There's "looked really bad," and then there's, "oh, come on."
That said, sure. There are reasons why you might want to pick up the -6/-10 penalty. I'll construct one here (be warned, it'll be very, very strained):
You're fighting an undead critter. It's guarding a Doomsday Device (tm). If you don't kill the undead
this round, you won't be able to to disable the Doomsday Device before it goes off, and everyone dies. You know, or are relatively certain, that the undead critter has a larger number of hit points remaining than you can theoretically do in one round.
So you quick-draw your backup mace or whatever, and suck up the -6/-10 penalty, hoping you get crazy lucky and hit with all of your attacks and that's enough damage to put you up over the top of the hit points. It's, probably literally, a 1% chance, but you've got little to lose.
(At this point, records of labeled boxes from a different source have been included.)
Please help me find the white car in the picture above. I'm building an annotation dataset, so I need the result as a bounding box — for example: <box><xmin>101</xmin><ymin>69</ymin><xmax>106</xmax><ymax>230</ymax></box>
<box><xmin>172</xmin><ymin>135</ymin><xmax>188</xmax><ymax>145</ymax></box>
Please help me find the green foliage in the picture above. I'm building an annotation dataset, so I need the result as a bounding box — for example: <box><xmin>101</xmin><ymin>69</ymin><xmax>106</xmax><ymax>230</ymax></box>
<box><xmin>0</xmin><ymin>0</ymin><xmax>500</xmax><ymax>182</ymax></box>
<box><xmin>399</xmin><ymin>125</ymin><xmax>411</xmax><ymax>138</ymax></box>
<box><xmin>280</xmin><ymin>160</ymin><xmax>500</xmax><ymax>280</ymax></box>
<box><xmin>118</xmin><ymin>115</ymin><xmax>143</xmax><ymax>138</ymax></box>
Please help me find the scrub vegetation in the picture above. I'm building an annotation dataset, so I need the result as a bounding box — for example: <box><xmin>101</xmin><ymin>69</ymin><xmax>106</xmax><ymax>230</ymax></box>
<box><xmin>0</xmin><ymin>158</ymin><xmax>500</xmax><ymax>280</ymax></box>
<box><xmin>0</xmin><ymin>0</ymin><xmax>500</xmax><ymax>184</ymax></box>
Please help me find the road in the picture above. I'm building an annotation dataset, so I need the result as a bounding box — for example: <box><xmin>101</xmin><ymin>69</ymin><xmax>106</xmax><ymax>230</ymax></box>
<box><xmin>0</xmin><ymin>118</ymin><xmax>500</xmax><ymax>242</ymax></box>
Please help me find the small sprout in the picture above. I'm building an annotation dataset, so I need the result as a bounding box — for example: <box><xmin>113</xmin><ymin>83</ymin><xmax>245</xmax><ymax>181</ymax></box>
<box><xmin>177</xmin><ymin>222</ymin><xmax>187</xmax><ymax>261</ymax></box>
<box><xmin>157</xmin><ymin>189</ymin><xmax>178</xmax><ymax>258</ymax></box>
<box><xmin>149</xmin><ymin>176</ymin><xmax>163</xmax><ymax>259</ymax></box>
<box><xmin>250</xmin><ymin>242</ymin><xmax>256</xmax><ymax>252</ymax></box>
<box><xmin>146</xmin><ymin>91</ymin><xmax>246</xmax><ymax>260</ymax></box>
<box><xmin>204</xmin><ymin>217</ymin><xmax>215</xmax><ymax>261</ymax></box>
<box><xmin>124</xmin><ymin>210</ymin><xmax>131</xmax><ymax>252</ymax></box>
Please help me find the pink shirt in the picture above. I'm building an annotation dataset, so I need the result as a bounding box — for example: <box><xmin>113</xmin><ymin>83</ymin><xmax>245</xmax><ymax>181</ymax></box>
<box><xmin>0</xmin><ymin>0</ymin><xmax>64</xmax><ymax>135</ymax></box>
In a movie, you'd win at the last second.
In D&D, barring a GM's liberal application of Rule Zero, 99% of all campaigns that had this situation would end right there.

D&D is not a particularly forgiving game in terms of "doing things that sound crazy, but just... might.... work!" For such things, a drama-point kind of mechanic is what you want. D20 Modern's Action Points might be a step in the right direction.